Okta is situated right in the middle of some huge growth trends. As a leading digital identity management specialist, it’s benefiting from the broad push to move more work processes online and allow for more hybrid work arrangements. In short, it’s a great way to invest in digital transformation trends that are likely to power growth for many years to come.
The level of those investor returns will depend in part on whether Okta is too expensive right now. And, with shares trading at more than 25 times annual sales, that’s a real possibility.
Okta has a clearer path toward growth, though, assuming it is able to expand its sales at its planned 30%-plus annualized clip toward $4 billion in fiscal 2026. Microsoft, by contrast, is expected to grow at about 14% in 2022, and investors are expecting roughly the same from Zoom.
Thus, if you’re looking for faster growth — and don’t mind waiting a year or so for Okta to begin showing off its long-term earnings potential. The stock might be a great addition to your portfolio this year.
Mobile entertainment and e-commerce contender Sea Limited (NYSE: SE) has quickly emerged from a regional Southeast Asian player to a major global entity. Business is looking as strong as ever, yet Sea’s shares are down about 50% over the past two months.

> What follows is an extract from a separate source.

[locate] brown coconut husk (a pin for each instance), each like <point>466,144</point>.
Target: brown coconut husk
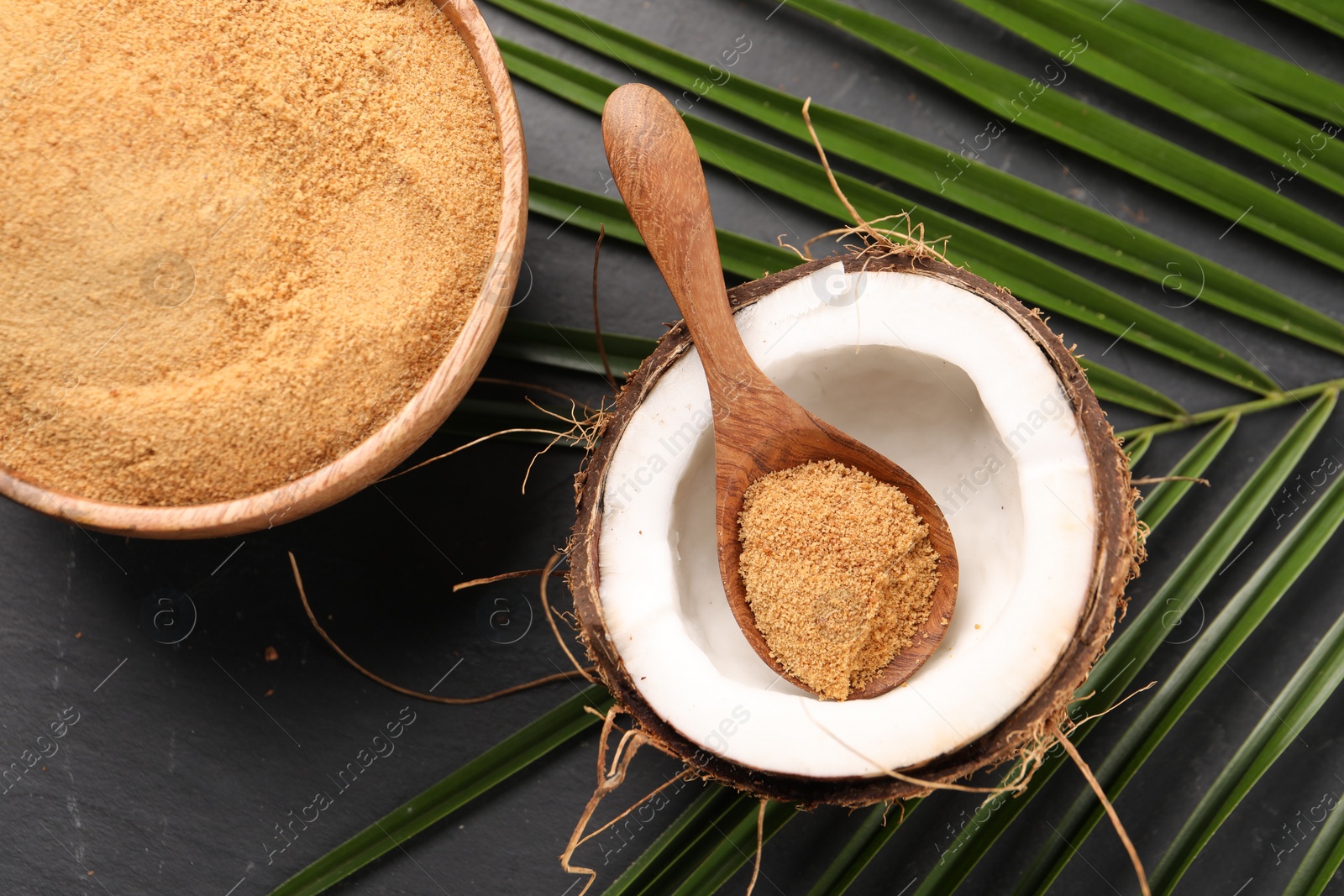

Southeast Asia, Sea’s core market, is one of the world’s fastest-growing regions. With a population rising over 50% faster than the United States’s, and GDP increasing more than twice as fast.

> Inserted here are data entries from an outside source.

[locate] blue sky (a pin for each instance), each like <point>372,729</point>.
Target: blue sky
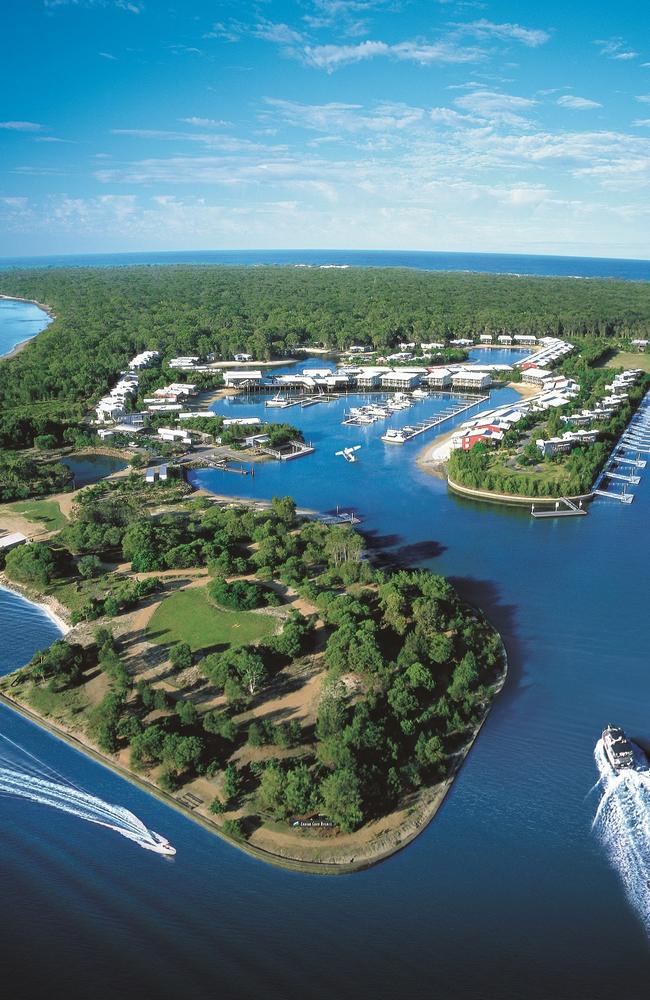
<point>441,125</point>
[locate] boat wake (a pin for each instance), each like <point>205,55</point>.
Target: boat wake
<point>24,776</point>
<point>622,823</point>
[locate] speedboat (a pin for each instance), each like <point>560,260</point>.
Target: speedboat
<point>160,845</point>
<point>618,748</point>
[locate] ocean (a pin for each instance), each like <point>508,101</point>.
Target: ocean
<point>508,894</point>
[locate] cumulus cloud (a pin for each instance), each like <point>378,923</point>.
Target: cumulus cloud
<point>382,117</point>
<point>484,29</point>
<point>495,106</point>
<point>575,103</point>
<point>332,57</point>
<point>13,126</point>
<point>615,48</point>
<point>206,122</point>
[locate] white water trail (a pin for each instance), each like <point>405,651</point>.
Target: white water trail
<point>34,782</point>
<point>622,823</point>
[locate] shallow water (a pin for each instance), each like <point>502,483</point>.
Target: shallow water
<point>88,469</point>
<point>507,894</point>
<point>19,321</point>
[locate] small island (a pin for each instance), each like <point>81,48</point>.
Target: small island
<point>249,662</point>
<point>256,669</point>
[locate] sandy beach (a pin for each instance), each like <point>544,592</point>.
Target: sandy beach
<point>52,608</point>
<point>17,348</point>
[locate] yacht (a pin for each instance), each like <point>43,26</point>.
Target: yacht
<point>618,748</point>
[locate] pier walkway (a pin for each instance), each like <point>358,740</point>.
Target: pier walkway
<point>404,434</point>
<point>634,442</point>
<point>569,510</point>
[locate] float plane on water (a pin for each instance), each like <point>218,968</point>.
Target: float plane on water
<point>349,454</point>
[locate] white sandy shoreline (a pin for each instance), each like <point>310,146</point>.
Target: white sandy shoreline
<point>43,605</point>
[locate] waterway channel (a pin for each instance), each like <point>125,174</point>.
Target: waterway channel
<point>507,894</point>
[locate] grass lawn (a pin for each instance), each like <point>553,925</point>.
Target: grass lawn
<point>45,511</point>
<point>190,616</point>
<point>625,359</point>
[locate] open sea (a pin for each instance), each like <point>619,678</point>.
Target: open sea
<point>508,895</point>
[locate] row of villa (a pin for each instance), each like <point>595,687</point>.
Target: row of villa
<point>490,426</point>
<point>363,379</point>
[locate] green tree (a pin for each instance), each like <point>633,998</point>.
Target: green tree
<point>31,563</point>
<point>341,796</point>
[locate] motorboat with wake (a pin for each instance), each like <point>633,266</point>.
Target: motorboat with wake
<point>618,749</point>
<point>160,845</point>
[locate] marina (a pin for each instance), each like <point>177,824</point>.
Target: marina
<point>634,442</point>
<point>407,433</point>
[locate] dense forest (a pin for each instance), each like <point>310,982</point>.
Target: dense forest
<point>105,315</point>
<point>406,667</point>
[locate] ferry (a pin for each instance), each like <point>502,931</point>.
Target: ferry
<point>618,748</point>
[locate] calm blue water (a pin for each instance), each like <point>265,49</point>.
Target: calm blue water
<point>19,321</point>
<point>507,895</point>
<point>89,469</point>
<point>584,267</point>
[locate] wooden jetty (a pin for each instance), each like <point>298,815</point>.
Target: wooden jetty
<point>632,480</point>
<point>402,435</point>
<point>569,510</point>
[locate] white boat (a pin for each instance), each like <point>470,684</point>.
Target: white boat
<point>394,436</point>
<point>160,845</point>
<point>278,400</point>
<point>349,454</point>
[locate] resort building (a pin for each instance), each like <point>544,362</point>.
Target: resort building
<point>173,434</point>
<point>536,376</point>
<point>188,362</point>
<point>243,379</point>
<point>143,360</point>
<point>439,378</point>
<point>486,433</point>
<point>468,378</point>
<point>369,378</point>
<point>11,540</point>
<point>400,379</point>
<point>569,440</point>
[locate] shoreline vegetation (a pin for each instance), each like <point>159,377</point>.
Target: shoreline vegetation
<point>21,345</point>
<point>348,673</point>
<point>326,692</point>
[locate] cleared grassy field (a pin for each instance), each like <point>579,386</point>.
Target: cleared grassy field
<point>190,616</point>
<point>625,359</point>
<point>46,512</point>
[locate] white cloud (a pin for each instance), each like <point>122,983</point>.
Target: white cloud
<point>484,29</point>
<point>206,122</point>
<point>615,48</point>
<point>383,117</point>
<point>332,57</point>
<point>575,103</point>
<point>281,34</point>
<point>495,106</point>
<point>21,126</point>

Sea built its business on Garena, the video gaming and digital entertainment division whose copious cash collection fuels the company’s innovation and growth. Free Fire, Garena’s self-developed game, has been the highest-grossing mobile app for nine consecutive quarters in Southeast Asia and Latin America, and four consecutive quarters in India.
With a thoughtful playbook for international expansion, and three businesses cleverly designed to promote and reinforce each other, Sea Limited is growing its footprint beyond Southeast Asia. Gamers now enjoy Free Fire in over 130 countries.
While Shopee has launched in four countries in Latin America, three countries in Europe, India, and China, all in the past two and a half years. Sea’s ability to replicate its success in such socioeconomically and culturally diverse regions bodes well for its future.
With the recent pullback, shares are trading at a much more reasonable price-to-sales valuation as of early January 2022. Now maybe an excellent opportunity for long-term investors interested in fast-growing tech stocks to take a small position in this promising business.
Investors might’ve felt FOMO since cybersecurity stock SentinelOne (NYSE:S) went public in June 2021. The market-wide sell-off has steadily pushed shares lower, down 17% since the beginning of January.
SentinelOne uses a software-as-a-service business model, so looking at the company’s annual recurring revenue (ARR) is an excellent way to gauge how the business is performing. Its ARR grew 131% year over year to $237 million in the third quarter of fiscal 2022 (the calendar 2021 year).
The company’s revenue growth is coming from multiple directions; it’s gaining new customers, picking up 600 new accounts in Q3 from its previous quarter, and growing total customers 75% year over year to more than 6,000.
The company’s non-GAAP (adjusted) gross margin was 67% in Q3, 9 percentage points higher year over year, which could continue going up over time. Meanwhile, the company has $1.6 billion in cash on its balance sheet while burning just $21 million in Q3 (negative free cash flow illustrated in the chart above).
SentinelOne seems in little danger of running out of money. It could increase its marketing spend, leading to continued strong revenue growth.
High inflation has the market spooked about the potential for rising interest rates, which can negatively impact the valuation of stocks. Investors should be rooting for SentinelOne to keep falling; a lower valuation would set the stock up to produce significant returns moving forward.
But remember, nobody knows when the bottom in a market correction will come. So consider dollar-cost averaging into SentinelOne or any stock you like so you don’t miss your chance.